José Rui

Personal information
- Full name: José Rui de Pina Aguiar
- Date of birth: 6 November 1964 (age 60)
- Place of birth: Praia, Cape Verde
- Height: 1.88 m (6 ft 2 in)
- Position: Centre-back

Senior career*
- Years: Team / Apps / (Gls)
- 1986–1990: União Santiago
- 1990–1992: O Elvas / 33 / (1)
- 1992–1993: União Leiria / 32 / (5)
- 1993–1995: Belenenses / 23 / (0)
- 1995–2000: Vitória Setúbal / 71 / (4)
- 2000–2002: Desportivo Beja
- Total:  / 159 / (10)

International career
- 2000: Cape Verde / 1 / (0)

= José Rui =

Cape Verdean footballer (born 1964)

José Rui de Pina Aguiar (born 6 November 1964), known as José Rui, is a Cape Verdean retired footballer who played as a central defender, and is the current assistant coach of the Cape Verde national team.

==Career==
Born in Praia, José Rui started playing organized football at nearly 23 years of age, and spent his entire professional career in Portugal, his first club being União Sport Clube in the second division. He subsequently represented O Elvas C.A.D. and U.D. Leiria, competing in the second and third levels from 1990 to 1993.

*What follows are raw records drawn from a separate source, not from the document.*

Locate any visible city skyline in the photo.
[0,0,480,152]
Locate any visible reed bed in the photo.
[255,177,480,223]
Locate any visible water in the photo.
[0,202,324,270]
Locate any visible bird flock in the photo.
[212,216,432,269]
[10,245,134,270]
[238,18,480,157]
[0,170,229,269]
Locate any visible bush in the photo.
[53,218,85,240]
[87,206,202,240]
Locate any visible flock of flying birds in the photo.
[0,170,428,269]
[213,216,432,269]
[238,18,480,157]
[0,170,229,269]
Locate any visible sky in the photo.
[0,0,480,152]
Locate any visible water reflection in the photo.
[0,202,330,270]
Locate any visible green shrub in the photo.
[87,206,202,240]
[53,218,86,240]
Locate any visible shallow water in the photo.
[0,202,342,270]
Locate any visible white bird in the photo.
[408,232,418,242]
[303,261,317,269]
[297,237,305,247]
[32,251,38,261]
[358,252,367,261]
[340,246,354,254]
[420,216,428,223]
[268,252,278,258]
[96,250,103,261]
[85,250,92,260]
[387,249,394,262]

José Rui made his debut in the Primeira Liga in the 1993–94 season, starting in 18 of his 21 appearances to help C.F. Os Belenenses finish in 13th position. After another campaign he moved to Vitória de Setúbal, helping to promotion from division two in his first year.

José Rui retired in June 2002 at almost 38, after two seasons with amateurs C.D. Beja. For several years he acted as assistant to the Cape Verde national team, being in charge for the friendly with Portugal on 27 May 2006 after Carlos Alhinho's resignation.